The remaining defendants in the Federal Trade Commission’s case against Rumson, Bolling & Associates have agreed to a settlement that permanently bans them from the debt collection business.
Part of the FTC’s continuing efforts to curb illegal debt collection practices, the settlement resolves FTC allegations that three debt collection companies, their owner, David M. Hynes II, and the companies’ principals subjected consumers to abusive debt collection practices and deceived their small business clients. Under the settlement, defendants will pay $700,000. In a separate settlement, the FTC also obtained over $400,000 in judgments against three other companies that Hynes controlled, which were alleged to have received funds from the defendants’ activities.
The defendants were based in Van Nuys, California, but collected debts nationwide. The FTC’s complaint alleged that the defendants used multiple illegal debt collection practices. Among other things, the agency alleged that the defendants berated consumers with obscene and profane language, threatened them with physical harm, improperly disclosed consumers’ debts to their employers, co-workers, neighbors, and other third parties, and falsely threatened consumers with lawsuits, arrest, seizure of their property, or wage garnishment. Several consumers reported that defendants even threatened to dig up the bodies of consumers’ deceased relatives for alleged non-payment of funeral bills.
The FTC also alleged that the defendants deceived their small business clients. Using the slogan “no recovery, no fee,” the defendants promised that they would collect their clients’ past-due accounts on a contingency basis. The FTC alleged that, in many cases, the defendants collected money for a client, then kept all of the money or more than they were entitled to keep. In some cases, the defendants asked clients for additional fees, purportedly for legal expenses in filing a lawsuit that would “guarantee” the successful collection of a debt. However, in many cases, the defendants failed to file the promised lawsuits and the clients never received any money in satisfaction of the debt.
These practices allegedly violated both the Fair Debt Collection Practices Act, which bars deceptive, abusive, and unfair debt collection practices, and the FTC Act, which more generally bars deceptive and unfair commercial practices.

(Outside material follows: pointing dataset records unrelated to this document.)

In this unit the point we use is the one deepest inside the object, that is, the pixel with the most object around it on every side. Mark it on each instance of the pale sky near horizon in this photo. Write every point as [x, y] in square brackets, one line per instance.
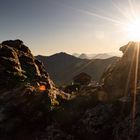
[72, 26]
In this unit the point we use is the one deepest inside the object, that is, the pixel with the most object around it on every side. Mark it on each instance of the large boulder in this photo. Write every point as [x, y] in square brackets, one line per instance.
[17, 64]
[27, 94]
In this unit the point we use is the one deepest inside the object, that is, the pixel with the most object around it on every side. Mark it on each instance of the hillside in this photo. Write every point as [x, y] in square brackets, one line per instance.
[63, 67]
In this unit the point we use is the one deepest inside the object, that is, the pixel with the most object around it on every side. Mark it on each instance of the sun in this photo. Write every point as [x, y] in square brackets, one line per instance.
[133, 30]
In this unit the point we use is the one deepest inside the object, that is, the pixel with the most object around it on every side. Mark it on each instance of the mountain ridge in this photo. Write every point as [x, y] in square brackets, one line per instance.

Under the settlement, defendants David M. Hynes II, Lorena Quiroz-Hynes, Forensic Case Management Services, Inc. (doing business as Rumson, Bolling & Associates, FCMS, Inc., Commercial Recovery Solutions, Inc., and Commercial Investigations, Inc.), Specialized Recovery, Inc. (doing business as Joseph, Steven & Associates and Specialized Debt Recovery), and Commercial Receivables Acquisition, Inc. (doing business as Commercial Recovery Authority, Inc. and The Forwarding Company) agreed to a $33.8 million judgment, which will be suspended due to inability to pay after they turn over $700,000. In addition, under the same settlement, defendants James S. Hynes and Heather True agreed to judgments of $43,822 and $233,973, respectively, which will be suspended due to their inability to pay. If it is determined that the financial information the defendants gave the FTC was untruthful, the full amount of the judgments will become due.
In a separate settlement, three companies that David Hynes controlled – Vesper Collins, LLC; Ramillies, LLC; and Innsbruck, LLC – agreed to turn over $403,487 to the FTC. The FTC named these companies as relief defendants, alleging that they did not participate in the defendants’ wrongdoing but still profited from it. In addition, the FTC has filed for a default judgment against another company owned and operated by Hynes, Kester Archwood, LLC.
For consumer information about dealing with debt collectors, see Debt Collection FAQs: A Guide for Consumers.
The Commission, including Commissioner J. Thomas Rosch, voted 5-0 in favor of authorizing the staff to file the consent agreements with the court.
NOTE: The consent agreements are for settlement purposes only and do not constitute an admission by the defendants that the law has been violated. Consent agreements have the force of law when approved and signed by the District Court judge.